America has a can-do military, by tradition and inclination, and so when the combatant commanders ask for assets, the service chiefs and their forces provide. But more than a decade of war, plus regional challenges such as Iran and China, have been wearing on the troops. It has long been obvious that something would have to give: Either the CoComs would have to demand less, or the services would have to start saying no.
No one wants to be the first to say, “I can’t,” and so the issue festered for years, as readiness slipped and maintenance was given short shrift.

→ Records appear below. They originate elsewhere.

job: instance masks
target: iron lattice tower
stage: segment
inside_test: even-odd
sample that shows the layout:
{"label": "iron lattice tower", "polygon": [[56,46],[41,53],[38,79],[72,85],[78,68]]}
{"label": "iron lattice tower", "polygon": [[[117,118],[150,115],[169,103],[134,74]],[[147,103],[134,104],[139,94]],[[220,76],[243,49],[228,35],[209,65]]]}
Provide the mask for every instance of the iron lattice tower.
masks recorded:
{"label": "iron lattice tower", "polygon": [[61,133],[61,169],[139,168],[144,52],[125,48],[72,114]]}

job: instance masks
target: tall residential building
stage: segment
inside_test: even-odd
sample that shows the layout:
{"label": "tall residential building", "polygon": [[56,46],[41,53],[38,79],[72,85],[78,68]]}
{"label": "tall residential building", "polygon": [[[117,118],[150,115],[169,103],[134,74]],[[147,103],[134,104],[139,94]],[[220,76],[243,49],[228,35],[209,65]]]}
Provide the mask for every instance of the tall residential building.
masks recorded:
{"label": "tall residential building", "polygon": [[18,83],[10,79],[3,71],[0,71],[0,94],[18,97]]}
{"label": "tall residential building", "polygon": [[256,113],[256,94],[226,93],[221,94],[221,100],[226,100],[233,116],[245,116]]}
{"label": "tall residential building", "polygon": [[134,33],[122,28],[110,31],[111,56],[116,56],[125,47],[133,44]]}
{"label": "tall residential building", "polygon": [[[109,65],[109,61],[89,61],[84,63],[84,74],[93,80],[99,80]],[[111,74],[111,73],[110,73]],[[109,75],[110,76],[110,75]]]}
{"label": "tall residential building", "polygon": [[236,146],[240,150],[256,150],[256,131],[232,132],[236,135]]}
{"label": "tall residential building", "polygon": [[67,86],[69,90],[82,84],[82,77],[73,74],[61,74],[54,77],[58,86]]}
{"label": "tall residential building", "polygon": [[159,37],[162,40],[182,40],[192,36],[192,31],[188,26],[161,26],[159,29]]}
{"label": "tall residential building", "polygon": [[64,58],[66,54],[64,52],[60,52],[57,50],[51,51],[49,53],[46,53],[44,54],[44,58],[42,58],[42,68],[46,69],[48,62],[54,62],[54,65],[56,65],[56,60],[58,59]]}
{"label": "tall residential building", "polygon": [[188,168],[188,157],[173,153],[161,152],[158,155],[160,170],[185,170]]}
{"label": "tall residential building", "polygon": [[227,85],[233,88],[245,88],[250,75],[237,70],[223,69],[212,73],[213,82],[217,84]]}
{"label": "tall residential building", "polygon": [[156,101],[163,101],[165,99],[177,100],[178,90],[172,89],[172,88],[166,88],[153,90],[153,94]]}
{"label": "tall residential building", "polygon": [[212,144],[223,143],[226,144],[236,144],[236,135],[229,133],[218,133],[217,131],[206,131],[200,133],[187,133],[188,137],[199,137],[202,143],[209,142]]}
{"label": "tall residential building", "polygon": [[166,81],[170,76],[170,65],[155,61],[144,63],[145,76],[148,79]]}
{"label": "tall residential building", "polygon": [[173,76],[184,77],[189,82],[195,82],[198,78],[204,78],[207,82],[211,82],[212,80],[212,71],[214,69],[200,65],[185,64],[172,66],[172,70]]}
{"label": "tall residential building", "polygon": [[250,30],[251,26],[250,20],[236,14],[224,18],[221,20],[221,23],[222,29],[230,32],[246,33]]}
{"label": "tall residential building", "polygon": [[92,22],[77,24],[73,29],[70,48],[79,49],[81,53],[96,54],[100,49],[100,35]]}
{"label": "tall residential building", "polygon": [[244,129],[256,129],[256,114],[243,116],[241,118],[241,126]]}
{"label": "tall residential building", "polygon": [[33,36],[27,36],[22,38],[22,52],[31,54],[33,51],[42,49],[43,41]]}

Finally, in the early months of 2013, we are hearing from people with stars on their shoulders. There was Vice Adm. Tom Copeman, who raised the specter in remarks at the Surface Navy Association’s January symposium in Washington, D.C. Copeman, who is responsible for manning, training and equipping the Navy’s surface forces, said his fleet was “pretty close” to going hollow.
“When a combatant commander says a ship’s supposed to leave on deployment and it doesn’t leave on time for whatever reason, then we know we’ve probably gotten there,” he said. “And there are ships right now that aren’t doing it.”
Just two weeks later, the issue was at last broached publicly by a leader at the very top. Adm. Sandy Winnefeld, the vice chairman of the Joint Chiefs of Staff, spoke about the need to evaluate the “demand signals” from the combatant commanders. This in itself was a remarkable thing, but Winnefeld went further and laid out a scheme for prioritizing calls for military assets.
Winnefeld says he and JCS Chairman Gen. Martin Dempsey are redefining U.S. defense strategy around six goals: Ward off existential-level threats to the nation, prevent catastrophic attacks upon its economy, stop major attacks at home, protect U.S. citizens abroad, defend allies and, when possible, spread American values. The vice chairman said this structure will be used to evaluate plans and purchases — and also CoComs’ requests.
Already, the Defense Department has said it will allow the Navy to keep only one carrier on station in the Middle East, rather than two. That will save hundreds of millions of dollars a year and end one of the more egregious examples of imbalance. Iran’s a problem, yes, but the marginal value to national security of keeping an “extra” carrier off its shores is limited.
As Winston Churchill is said to have said, “Gentlemen, we are out of money; it is time to think.”